Dot product of vectors

  • linear algebra (vectors)

Given two vectors of the same length, their dot product is the result of multiplying the vectors component-wise and summing all the products.

Given vectors \(u \mathrel{\mathop:}=(u_1, u_2, \ldots, u_n)\) and \(v \mathrel{\mathop:}=(v_1, v_2, \ldots, v_n)\), the dot product \(u \cdot v\) is

\[ u_1 \times v_1 + u_2 \times v_2 + \cdots + u_n \times v_n \]

where \(\times\) represents multiplication.

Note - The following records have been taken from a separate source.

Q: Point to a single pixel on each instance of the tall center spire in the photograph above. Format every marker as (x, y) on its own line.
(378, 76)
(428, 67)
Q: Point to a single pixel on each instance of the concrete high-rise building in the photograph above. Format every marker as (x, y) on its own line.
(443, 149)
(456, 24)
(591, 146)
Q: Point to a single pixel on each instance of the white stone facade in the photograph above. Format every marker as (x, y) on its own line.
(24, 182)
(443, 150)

For \(u \mathrel{\mathop:}=(1, 3, 5)\) and \(v \mathrel{\mathop:}=(2, 4, 6)\), we have \(u \cdot v = 1 \times 2 + 3 \times 4 + 5 \times 6 = 44\).

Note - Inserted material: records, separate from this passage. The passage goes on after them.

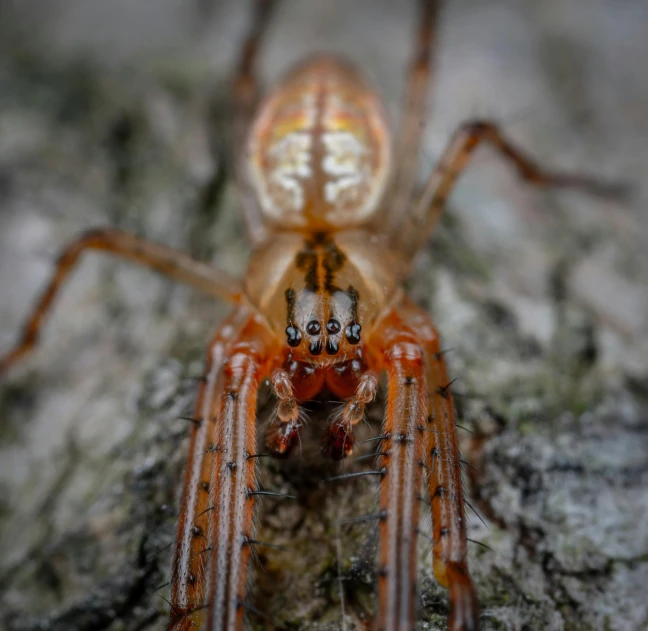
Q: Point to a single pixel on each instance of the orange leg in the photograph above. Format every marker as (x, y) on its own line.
(215, 527)
(443, 466)
(158, 257)
(246, 96)
(192, 551)
(402, 466)
(410, 132)
(420, 223)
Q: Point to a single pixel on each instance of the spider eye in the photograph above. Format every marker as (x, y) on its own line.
(333, 326)
(313, 327)
(332, 348)
(294, 335)
(353, 333)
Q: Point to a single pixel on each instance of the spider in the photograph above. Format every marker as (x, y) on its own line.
(335, 218)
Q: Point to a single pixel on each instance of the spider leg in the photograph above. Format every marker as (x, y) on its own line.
(410, 134)
(402, 469)
(192, 551)
(443, 467)
(246, 96)
(215, 527)
(420, 222)
(161, 258)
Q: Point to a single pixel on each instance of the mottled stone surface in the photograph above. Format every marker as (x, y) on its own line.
(114, 114)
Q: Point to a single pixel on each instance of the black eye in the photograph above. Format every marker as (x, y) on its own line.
(332, 348)
(353, 333)
(333, 326)
(294, 335)
(313, 327)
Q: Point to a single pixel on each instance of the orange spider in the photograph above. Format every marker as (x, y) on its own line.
(335, 223)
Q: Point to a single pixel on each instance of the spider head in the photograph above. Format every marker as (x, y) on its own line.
(323, 324)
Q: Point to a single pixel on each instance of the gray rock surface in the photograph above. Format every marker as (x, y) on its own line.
(113, 114)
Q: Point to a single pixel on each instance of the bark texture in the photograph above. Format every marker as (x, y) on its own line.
(114, 114)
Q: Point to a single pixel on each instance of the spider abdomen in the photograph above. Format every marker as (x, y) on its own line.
(319, 150)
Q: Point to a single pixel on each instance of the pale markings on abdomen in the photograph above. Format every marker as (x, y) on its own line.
(293, 162)
(343, 160)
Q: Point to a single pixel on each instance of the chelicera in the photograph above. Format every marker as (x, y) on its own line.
(335, 218)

Alternatively, we could have also written this as follows using column vectors:

\[ \begin{pmatrix} 1\\ 3\\ 5\\ \end{pmatrix} \cdot \begin{pmatrix} 2\\ 4\\ 6\\ \end{pmatrix} = 1 \times 2 + 3 \times 4 + 5 \times 6 = 44 \]

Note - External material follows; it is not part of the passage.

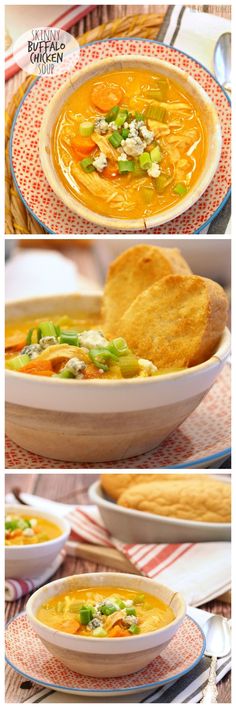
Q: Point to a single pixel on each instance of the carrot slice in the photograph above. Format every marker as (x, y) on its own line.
(111, 170)
(82, 145)
(39, 368)
(105, 96)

Calculate all of the following dot products. If the dot product is not defined, say so.

  1. \((1, 2) \cdot (-1, -2)\)
  2. \((1, 1, 1, 1) \cdot (2, 3, 4, 5)\)
  3. \((1, 2) \cdot (-1, \mathrm{True})\)
  4. \((1, 2) \cdot (7)\)
  5. \((1) \cdot (7)\)